E potrebbe vincere. L’avvio della campagna di Kamala Harris, iniziata solo il 21 luglio, è stato spettacolare. Nei primi due giorni è stato organizzato un appello Zoom con 40.000 sostenitori di donne nere.
I leader, i donatori e gli influencer del Partito Democratico si sono rapidamente schierati a favore di Kamala Harris, la cui campagna ha unito il partito. In una settimana circa, ha raccolto circa 300 milioni di dollari, organizzando enormi comizi con un entusiasmo pari a quello di Trump. Ha scelto il liberal Tim Walz come compagno di corsa. Mentre scrivo, alcuni sondaggi rivelano un possibile vantaggio di Kamala Harris, ma rimane la questione degli “stati in bilico” a causa dei rapporti di forza tra i “grandi elettori”.

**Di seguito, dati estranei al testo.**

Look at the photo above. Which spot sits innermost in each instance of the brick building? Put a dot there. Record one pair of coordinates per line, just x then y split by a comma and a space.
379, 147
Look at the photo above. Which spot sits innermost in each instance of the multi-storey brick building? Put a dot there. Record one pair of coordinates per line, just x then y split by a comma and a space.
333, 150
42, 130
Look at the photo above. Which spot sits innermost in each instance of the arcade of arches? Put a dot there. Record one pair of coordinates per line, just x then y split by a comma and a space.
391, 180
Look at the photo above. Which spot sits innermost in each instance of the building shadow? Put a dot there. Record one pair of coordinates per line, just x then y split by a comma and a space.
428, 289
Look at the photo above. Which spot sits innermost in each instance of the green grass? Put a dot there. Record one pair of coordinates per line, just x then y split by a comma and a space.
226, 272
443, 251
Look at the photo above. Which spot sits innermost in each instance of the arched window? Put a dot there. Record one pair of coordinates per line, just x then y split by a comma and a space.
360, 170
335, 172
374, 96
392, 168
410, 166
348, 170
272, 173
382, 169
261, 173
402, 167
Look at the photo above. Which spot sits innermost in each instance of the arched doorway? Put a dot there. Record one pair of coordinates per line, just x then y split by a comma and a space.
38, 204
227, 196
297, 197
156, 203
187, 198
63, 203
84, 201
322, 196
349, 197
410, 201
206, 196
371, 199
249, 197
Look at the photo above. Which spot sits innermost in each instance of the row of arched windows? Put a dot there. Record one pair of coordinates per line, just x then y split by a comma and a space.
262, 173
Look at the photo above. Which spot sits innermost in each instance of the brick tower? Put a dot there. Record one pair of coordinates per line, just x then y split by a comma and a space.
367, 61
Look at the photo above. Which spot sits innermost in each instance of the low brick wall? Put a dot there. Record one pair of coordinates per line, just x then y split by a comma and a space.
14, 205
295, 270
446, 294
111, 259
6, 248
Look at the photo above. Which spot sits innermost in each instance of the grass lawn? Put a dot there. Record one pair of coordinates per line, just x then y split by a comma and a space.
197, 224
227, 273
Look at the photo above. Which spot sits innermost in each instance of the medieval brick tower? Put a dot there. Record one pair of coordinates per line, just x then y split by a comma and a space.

La prospettiva di eleggere la prima donna asiatica e la prima donna nera presidente degli Stati Uniti ha entusiasmato molti settori della base del Partito Democratico e gli indipendenti. Molte donne sono felici di sostenere un candidato che potrebbe essere la prima donna presidente. Anche i neri sono felici di sostenere una donna che si identifica come candidato nero, e i giovani elettori sono ora più motivati. Anche molti asiatici del Sud sono entusiasti della sua candidatura, anche se rappresentano solo l’uno o il due per cento di tutti gli elettori.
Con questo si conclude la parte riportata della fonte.